WASHINGTON — A weak tornado touched down in Salisbury on Maryland’s Eastern shore Monday afternoon and tore through more than a mile of the city, flipping cars, damaging homes and uprooting trees, the National Weather Service confirmed.
The EF-1 tornado brought winds of up to 105 mph, Bill Sammler, an NWS meteorologist said Tuesday, during a news conference with Salisbury city officials. The tornado touched down about 1:40 p.m. Monday afternoon near Salisbury University along U.S. 13 and Dogwood Drive, according to the weather service.
The tornado was at its most intense shortly after touching down when it struck a strip mall, tossing cars around a restaurant parking lot. The tornado then skirted across the open athletic fields of the university, sparing the campus, before slamming into a residential neighborhood.

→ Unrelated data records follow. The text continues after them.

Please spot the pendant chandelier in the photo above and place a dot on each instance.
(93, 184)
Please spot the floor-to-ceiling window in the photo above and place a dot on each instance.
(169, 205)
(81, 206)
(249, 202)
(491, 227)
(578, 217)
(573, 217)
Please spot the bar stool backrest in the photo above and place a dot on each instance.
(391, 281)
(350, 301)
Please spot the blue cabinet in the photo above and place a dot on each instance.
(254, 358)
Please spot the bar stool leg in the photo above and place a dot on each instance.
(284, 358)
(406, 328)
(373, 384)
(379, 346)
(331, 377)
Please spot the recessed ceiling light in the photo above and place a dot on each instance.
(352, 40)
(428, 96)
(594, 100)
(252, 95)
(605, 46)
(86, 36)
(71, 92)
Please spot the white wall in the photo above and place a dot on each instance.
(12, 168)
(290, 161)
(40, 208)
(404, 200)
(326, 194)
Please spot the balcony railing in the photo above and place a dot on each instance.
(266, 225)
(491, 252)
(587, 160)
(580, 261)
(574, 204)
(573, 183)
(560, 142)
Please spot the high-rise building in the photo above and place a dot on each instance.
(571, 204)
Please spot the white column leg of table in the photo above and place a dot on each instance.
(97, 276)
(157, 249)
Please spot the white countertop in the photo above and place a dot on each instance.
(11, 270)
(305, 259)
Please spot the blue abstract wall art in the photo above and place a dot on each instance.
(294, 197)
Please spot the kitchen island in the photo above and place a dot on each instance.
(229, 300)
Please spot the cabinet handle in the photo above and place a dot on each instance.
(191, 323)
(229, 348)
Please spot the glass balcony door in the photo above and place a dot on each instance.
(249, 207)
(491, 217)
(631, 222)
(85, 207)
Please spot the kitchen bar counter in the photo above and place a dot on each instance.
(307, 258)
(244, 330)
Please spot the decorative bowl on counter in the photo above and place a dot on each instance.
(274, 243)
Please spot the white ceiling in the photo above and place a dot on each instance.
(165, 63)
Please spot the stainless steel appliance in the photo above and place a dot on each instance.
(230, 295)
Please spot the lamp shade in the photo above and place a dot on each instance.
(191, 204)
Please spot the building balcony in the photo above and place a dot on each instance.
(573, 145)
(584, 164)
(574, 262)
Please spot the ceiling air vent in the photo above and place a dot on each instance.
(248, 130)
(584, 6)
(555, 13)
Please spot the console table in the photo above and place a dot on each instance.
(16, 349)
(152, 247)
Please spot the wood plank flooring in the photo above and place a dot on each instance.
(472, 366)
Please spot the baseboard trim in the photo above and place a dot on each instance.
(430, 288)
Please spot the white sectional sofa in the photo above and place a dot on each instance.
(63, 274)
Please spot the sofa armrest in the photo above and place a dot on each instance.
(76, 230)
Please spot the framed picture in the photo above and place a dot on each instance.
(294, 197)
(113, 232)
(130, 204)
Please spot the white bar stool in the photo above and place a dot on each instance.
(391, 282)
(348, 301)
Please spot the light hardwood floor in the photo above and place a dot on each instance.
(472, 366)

There were no reported injuries, said David Shipley, Wicomico County’s director of emergency services. Officials said the tornado partially collapsed an industrial building on the city’s south side and caused two homes to be condemned.

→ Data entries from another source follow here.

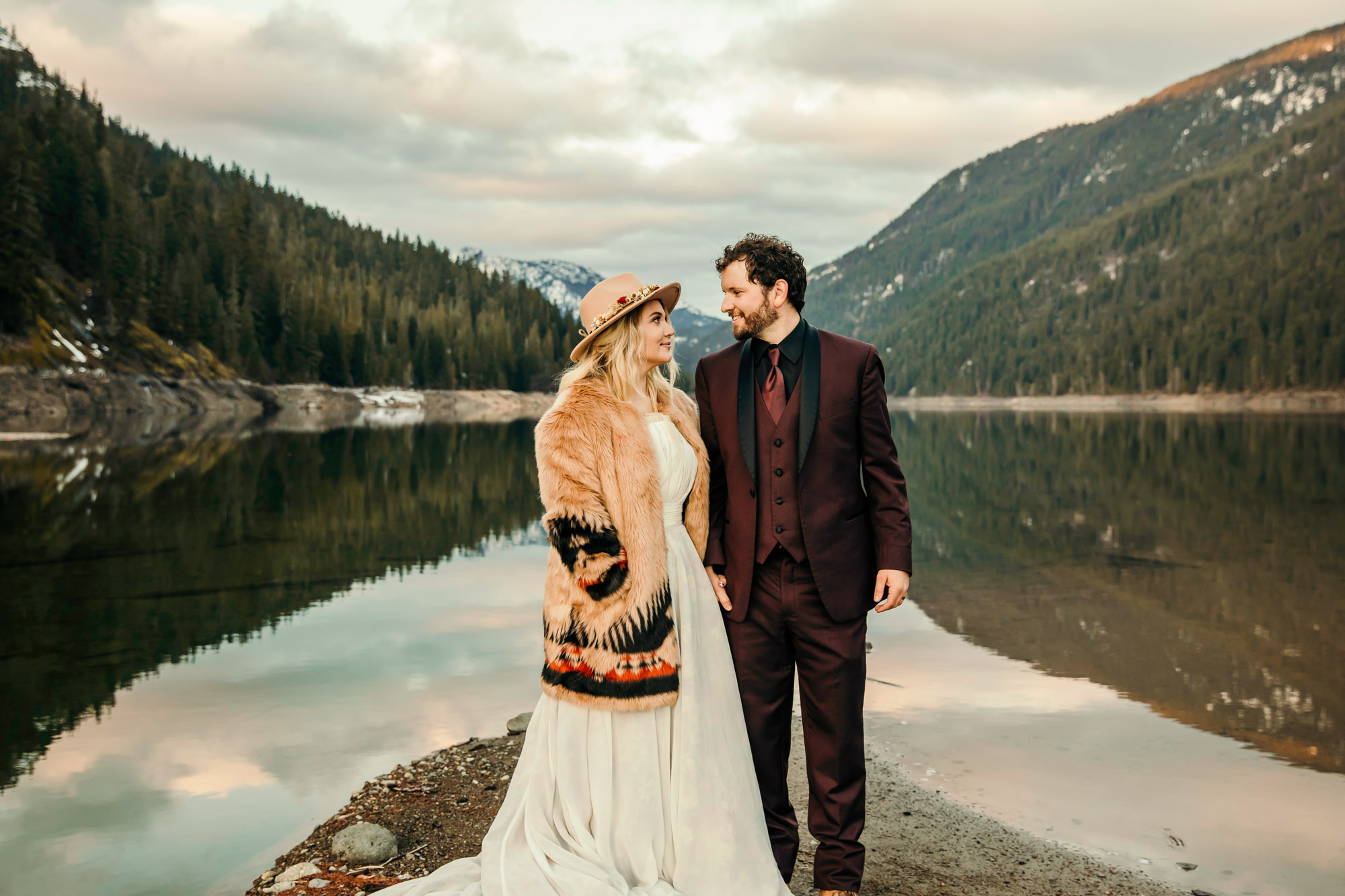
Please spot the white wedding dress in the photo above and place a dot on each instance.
(661, 802)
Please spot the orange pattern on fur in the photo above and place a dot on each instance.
(597, 466)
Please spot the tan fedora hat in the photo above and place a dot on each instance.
(615, 298)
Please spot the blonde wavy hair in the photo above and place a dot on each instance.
(617, 358)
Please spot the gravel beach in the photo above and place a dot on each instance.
(919, 841)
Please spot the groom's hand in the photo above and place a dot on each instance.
(718, 583)
(896, 583)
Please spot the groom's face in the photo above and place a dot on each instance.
(747, 303)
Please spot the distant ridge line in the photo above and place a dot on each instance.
(1313, 44)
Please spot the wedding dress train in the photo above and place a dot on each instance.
(660, 802)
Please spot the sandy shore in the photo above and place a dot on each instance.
(919, 841)
(1213, 403)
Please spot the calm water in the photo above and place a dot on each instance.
(1122, 628)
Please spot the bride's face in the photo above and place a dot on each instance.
(656, 334)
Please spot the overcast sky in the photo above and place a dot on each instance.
(630, 135)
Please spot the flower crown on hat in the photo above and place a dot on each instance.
(618, 306)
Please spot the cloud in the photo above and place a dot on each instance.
(626, 136)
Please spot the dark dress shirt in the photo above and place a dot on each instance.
(792, 358)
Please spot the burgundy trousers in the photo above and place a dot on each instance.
(787, 627)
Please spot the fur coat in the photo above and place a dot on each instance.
(609, 618)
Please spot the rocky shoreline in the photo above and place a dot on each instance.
(111, 408)
(921, 842)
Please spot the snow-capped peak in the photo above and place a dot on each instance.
(564, 283)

The Enhanced Fujita scale, which is used to rate tornadoes, classifies EF 1 tornadoes as storms causing moderate damage, which are capable of pushing homes off foundations and moving vehicles.
Shipley told WTOP the tornado swept through a residential area of between four to six blocks. “We were very lucky … only two homes in the area had to be condemned and we only have six others that were damaged because of the trees falling,” he said.
The tornado toppled trees and power lines. Electrical meters were ripped off six houses along with the downed power lines.
“There were some very, very large trees blown over and trees broken in half,” Shipley said.
Repairs were made and power restored to about 200 homes Monday night, officials said.
The weather service issued a Severe Thunderstorm Warning shortly before the tornado touched down but did not issue a tornado warning. Sammler said the storm was difficult to track via radar because the rotation was very low to the ground, which is more typical of a tropical tornado.
“It really didn’t give us much clue as to when it was going to happen until the time it actually touched down, so it wasn’t one of those kind of classic type of plains-type of tornadoes that you see the rotation on the radar, 10, 15, 20 minutes before the event,” he said.
Monday’s tornado was the second to hit Maryland’s Eastern Shore in as many weeks. An EF-2 tornado ripped through Stevensville, Maryland — about 70 miles northwest of Salisbury — in the early morning hours of July 24, destroying several homes and injuring one person.